La reclusione forzata è stata anche l’occasione per costruire un nuovo rapporto con il cibo, basato su minori sprechi e maggiore sostenibilità. A dirlo sono i dati del Rapporto #iorestoacasa 2020 dell’Osservatorio Waste Watcher di Last Minute Market / SWG, basato su un’indagine condotta dal 29 aprile al 5 maggio su 1.200 soggetti. Se da una parte durante il lockdown è aumentata la spesa per il cibo, allo stesso tempo i numeri dicono che gli italiani hanno scommesso sulla qualità oltre che sulla quantità, diminuendo addirittura lo spreco. Per un italiano su due la quantità di rifiuti è rimasta la stessa del periodo ante-quarantena, mentre per uno su cinque (19%) la quantità è addirittura scesa. Allo stesso tempo nelle settimane di lockdown ben 7 italiani su 10 si sono cimentati ai fornelli con frequenza più rilevante rispetto a prima, e ben 4 su 10 lo hanno fatto con rilevanza estremamente superiore rispetto al passato.

“Quella che registriamo è la conferma di una tendenza già in atto – continua Segrè –. Nel nostro Paese lo spreco sta diminuendo da tempo, anche a causa della crisi e di campagne di sensibilizzazione come quella per lo Spreco Zero, che abbiamo lanciato 10 anni fa. Poi, stando a casa, forse abbiamo anche imparato a fare la spesa bene, una volta a settimana e con la lista pronta. Per molti è stato un vero e proprio corso accelerato di economia domestica: del resto che senso ha produrre cibo buono e sostenibile, se dopo non si comprende il suo valore e lo si getta via, tra l’altro generando rifiuti e quindi altri costi? Inoltre la crisi ci sta impoverendo, quindi buttare via il cibo oggi ha ancora meno senso”.

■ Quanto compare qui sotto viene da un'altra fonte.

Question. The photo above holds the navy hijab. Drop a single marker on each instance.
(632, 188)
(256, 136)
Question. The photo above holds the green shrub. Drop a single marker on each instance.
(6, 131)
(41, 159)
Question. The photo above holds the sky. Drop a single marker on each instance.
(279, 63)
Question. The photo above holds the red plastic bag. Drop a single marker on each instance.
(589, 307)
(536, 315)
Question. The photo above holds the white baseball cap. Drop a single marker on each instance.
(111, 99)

Ancora oggi, ci ricorda l'Osservatorio Waste Watcher, ogni italiano butta in media ogni giorno 100 grammi di cibo, che diventano 37 chili pro capite e 85 a famiglia ogni anno: un valore per ogni nucleo familiare pari a 450 euro, ma anche un costo per smaltire i rifiuti e un peso sull’ambiente sempre meno giustificabile. Dati proveniente dall’ultimo libro di Segrè, Il metodo spreco zero (Rizzoli 2019), che elenca anche alcuni modi per incidere in maniera significativa sulla sostenibilità delle proprie abitudini alimentari.

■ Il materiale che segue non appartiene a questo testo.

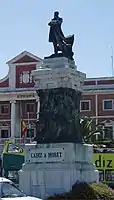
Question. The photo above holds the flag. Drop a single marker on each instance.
(24, 129)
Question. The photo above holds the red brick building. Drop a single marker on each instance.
(98, 103)
(18, 99)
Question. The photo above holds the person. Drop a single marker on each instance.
(56, 35)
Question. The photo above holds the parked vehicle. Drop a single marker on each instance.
(8, 191)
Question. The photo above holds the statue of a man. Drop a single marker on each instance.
(56, 35)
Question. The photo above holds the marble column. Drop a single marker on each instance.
(13, 119)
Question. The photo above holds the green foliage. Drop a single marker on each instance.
(85, 191)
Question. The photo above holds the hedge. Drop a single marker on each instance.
(85, 191)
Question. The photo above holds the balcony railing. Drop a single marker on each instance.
(17, 140)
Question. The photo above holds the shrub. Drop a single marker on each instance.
(85, 191)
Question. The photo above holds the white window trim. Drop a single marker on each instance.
(34, 131)
(82, 101)
(8, 109)
(112, 104)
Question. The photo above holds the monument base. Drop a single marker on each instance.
(54, 168)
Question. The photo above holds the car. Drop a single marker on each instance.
(8, 191)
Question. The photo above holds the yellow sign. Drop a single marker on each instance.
(105, 164)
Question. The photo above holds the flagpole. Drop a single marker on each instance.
(112, 61)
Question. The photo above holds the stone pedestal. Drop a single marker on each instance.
(58, 84)
(54, 168)
(59, 158)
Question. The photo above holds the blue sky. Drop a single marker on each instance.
(23, 26)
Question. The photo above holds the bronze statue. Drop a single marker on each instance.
(60, 42)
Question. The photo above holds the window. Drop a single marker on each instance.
(5, 109)
(4, 133)
(30, 133)
(108, 104)
(9, 190)
(108, 132)
(85, 105)
(30, 107)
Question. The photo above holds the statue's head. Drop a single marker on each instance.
(56, 14)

Non è tutto, perché il lockdown sembra risvegliato negli italiani anche una maggiore attenzione per la biodiversità, come rilevato da un altro studio: il Rapporto #Biodiversità, I care 2020, sempre dell’Osservatorio Waste Watcher di Last Minute Market / SWG, diffuso in occasione del 5 giugno, Giornata Mondiale dell’Ambiente dedicata quest’anno proprio alla Biodiversità. “Questo risveglio dell’ambiente attorno a noi, mentre eravamo chiusi in casa, ci ha fatto capire anche il valore della biodiversità – conclude Andrea Segrè –; all’inizio può sembrare un termine astratto ma in realtà è una grande ricchezza: basta lasciarle un po’ di spazio per averne tutti grandi benefici. Questa pandemia è stata soprattutto una tragedia: cerco però di vedere anche il bicchiere mezzo pieno, magari di buon vino, perché questo tempo sospeso sia in realtà ben speso. E magari anche l’opportunità per cambiare in meglio comportamenti oggettivamente sbagliati, come appunto lo spreco e l’inquinamento. Capisco chi dice di voler tornare alla normalità, ma a mio avviso la normalità di prima era un problema”.